William Sellers (Novartis Institute for Biomedical Research, Cambridge, MA) discussed the development of new anticancer agents targeting the PI3K/mammalian target of rapamycin (mTOR) pathway, which is frequently activated constitutively in human cancers. RAD001 is a mTOR inhibitor; NVP-BEZ235 and NVP-BGT226 are dual PI3K/mTOR inhibitors. mTOR is a regulator of HIF. AKT constitutive deregulation induces mTOR-dependent mouse prostate intraepithelial neoplasia. RAD001 treatment led to the elimination of prostate intraepithelial neoplasia. Renal carcinoma cells lacking an intact VHL gene are dependent on HIF2 for tumorigenic potential, and recently, RAD001 has shown therapeutic activity in renal cell carcinoma. PI3K inhibitors have entered phase I clinical trials. PIK3CA activating mutations are frequent in breast and colorectal cancers. Application of the imidazoquinoline NVP-BEZ235 to cells lacking an intact PTEN gene results in the dephosphorylation of AKT and AKT substrates including GSK3β and FOXOs. TSC1-null mouse embryonic fibroblasts have constitutively phosphorylated ribosomal S6 protein and lack activated AKT through a mTOR-dependent feedback mechanism. In these cells, BEZ235 inhibits S6 phosphorylation and activation.
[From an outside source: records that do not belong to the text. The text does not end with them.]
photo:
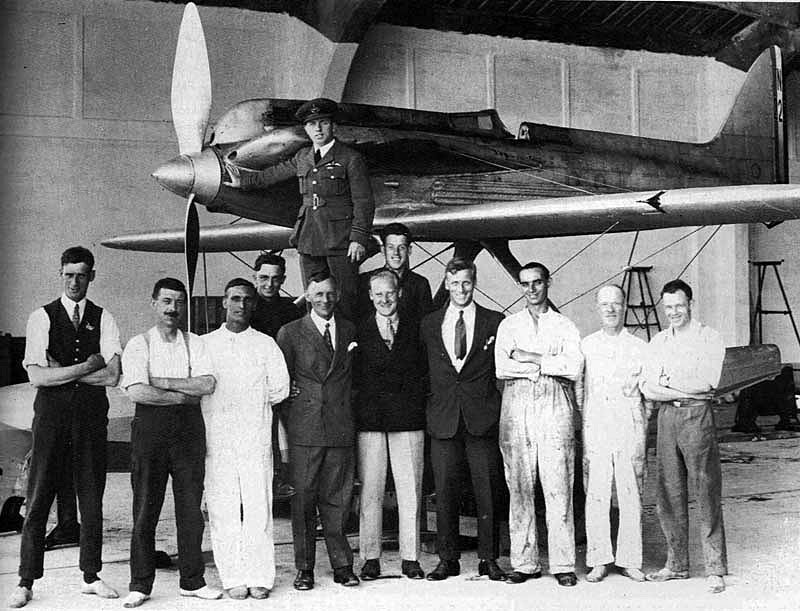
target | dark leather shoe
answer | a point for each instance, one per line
(62, 537)
(445, 569)
(412, 569)
(371, 569)
(566, 579)
(491, 570)
(346, 576)
(520, 577)
(304, 580)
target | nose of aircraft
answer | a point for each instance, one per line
(199, 173)
(177, 175)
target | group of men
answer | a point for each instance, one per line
(355, 382)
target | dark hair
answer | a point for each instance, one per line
(239, 282)
(673, 286)
(396, 229)
(459, 264)
(536, 265)
(171, 284)
(269, 258)
(77, 254)
(383, 272)
(321, 277)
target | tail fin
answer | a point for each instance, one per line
(752, 142)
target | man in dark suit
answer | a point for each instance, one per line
(389, 373)
(463, 416)
(415, 292)
(334, 224)
(272, 311)
(318, 351)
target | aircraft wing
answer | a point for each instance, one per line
(524, 219)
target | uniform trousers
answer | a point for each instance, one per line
(345, 272)
(537, 435)
(68, 434)
(323, 480)
(167, 441)
(404, 451)
(448, 458)
(687, 454)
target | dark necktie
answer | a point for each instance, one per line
(461, 337)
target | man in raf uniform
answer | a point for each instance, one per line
(71, 355)
(334, 224)
(415, 299)
(272, 311)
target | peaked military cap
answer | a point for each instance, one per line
(319, 108)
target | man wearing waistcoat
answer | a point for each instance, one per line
(71, 354)
(334, 224)
(463, 414)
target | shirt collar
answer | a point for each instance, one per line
(323, 150)
(69, 305)
(320, 322)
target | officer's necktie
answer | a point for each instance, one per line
(389, 334)
(327, 336)
(461, 336)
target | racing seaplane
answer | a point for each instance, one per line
(461, 178)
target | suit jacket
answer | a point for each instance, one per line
(471, 393)
(415, 299)
(391, 384)
(338, 206)
(322, 414)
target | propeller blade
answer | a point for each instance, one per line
(191, 250)
(191, 84)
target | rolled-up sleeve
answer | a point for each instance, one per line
(507, 368)
(109, 337)
(278, 375)
(37, 338)
(567, 361)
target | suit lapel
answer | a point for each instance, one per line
(315, 337)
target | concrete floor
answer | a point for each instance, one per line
(762, 516)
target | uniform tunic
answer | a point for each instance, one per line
(537, 429)
(251, 377)
(614, 431)
(687, 451)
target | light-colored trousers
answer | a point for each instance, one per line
(239, 500)
(607, 465)
(536, 429)
(405, 451)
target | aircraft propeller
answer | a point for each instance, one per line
(191, 106)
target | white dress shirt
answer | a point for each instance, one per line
(320, 323)
(691, 359)
(557, 339)
(449, 331)
(37, 333)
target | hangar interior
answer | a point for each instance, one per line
(85, 118)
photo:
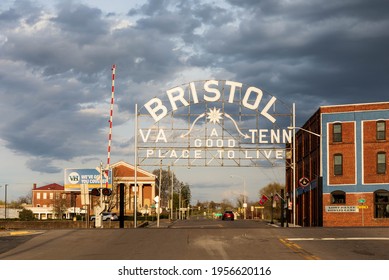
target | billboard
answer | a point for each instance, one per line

NVP-BEZ235 has antitumor activity in xenograft models, promotes regression of PIK3CA-dependent indigenous lung tumors in genetically engineered animals, and has significant antiangiogenic properties.
Stefano Piccolo (University of Padova, Padova, Italy) outlined the ubiquitin-mediated control of TGFβ signaling. TGFβ receptors and Smad ubiquitination keep TGFβ responsiveness under control and regulate signal intensity and duration. Several E3 ubiquitin ligases that influence TGFβ signaling have been identified. Ubiquitination can also regulate target protein function, subcellular localization/endocytic trafficking, protein-protein interactions, and indigenous target protein activity. Smad4 ubiquitination leads to its nuclear exclusion. Regulative ubiquitination is reversible, as indicated by the existence of a whole family of ubiquitin proteases in the genome.
Tadatsugu Taniguchi (University of Tokyo, Tokyo, Japan) discussed IFN regulatory factors (IRF), a family of nine transcription factors originally identified for their IFN gene regulation, which have been recently found to link immune responses to invading pathogens and suppression of tumor development. IRF1 regulatory functions include natural killer and CD4 cell differentiation. IRF1 responds to DNA damage and contributes to tumor suppression via p53 induction. IRF family members like IRF3, IRF5, and IRF7 play key roles in Toll-like receptor signaling. IRF5 induces, through Toll-like receptor signaling, IL-6, IL-12, tumor necrosis factor α, and IFNα/β. IRF5 also induces apoptosis, but not during cell cycle arrest, in response to DNA damage and has tumor suppressor functions through pathways that may be distinct from that of p53. IRF5 also plays a role in the Fas death receptor signaling.
Prospects
Growing knowledge of the regulation of cancer cell behavior and increased understanding of how cancer cells interact with the microenvironment offer new possibilities for rational therapeutic intervention. A growing repertoire of targeted therapeutics coupled with a better understanding of the in vivo properties of primary cancer cells represents a starting point toward the development of individualized, mechanism-driven patient treatment. Efforts toward achieving this goal represent an important direction in cancer therapeutics.
Disclosure of Potential Conflicts of Interest
No potential conflicts of interest were disclosed.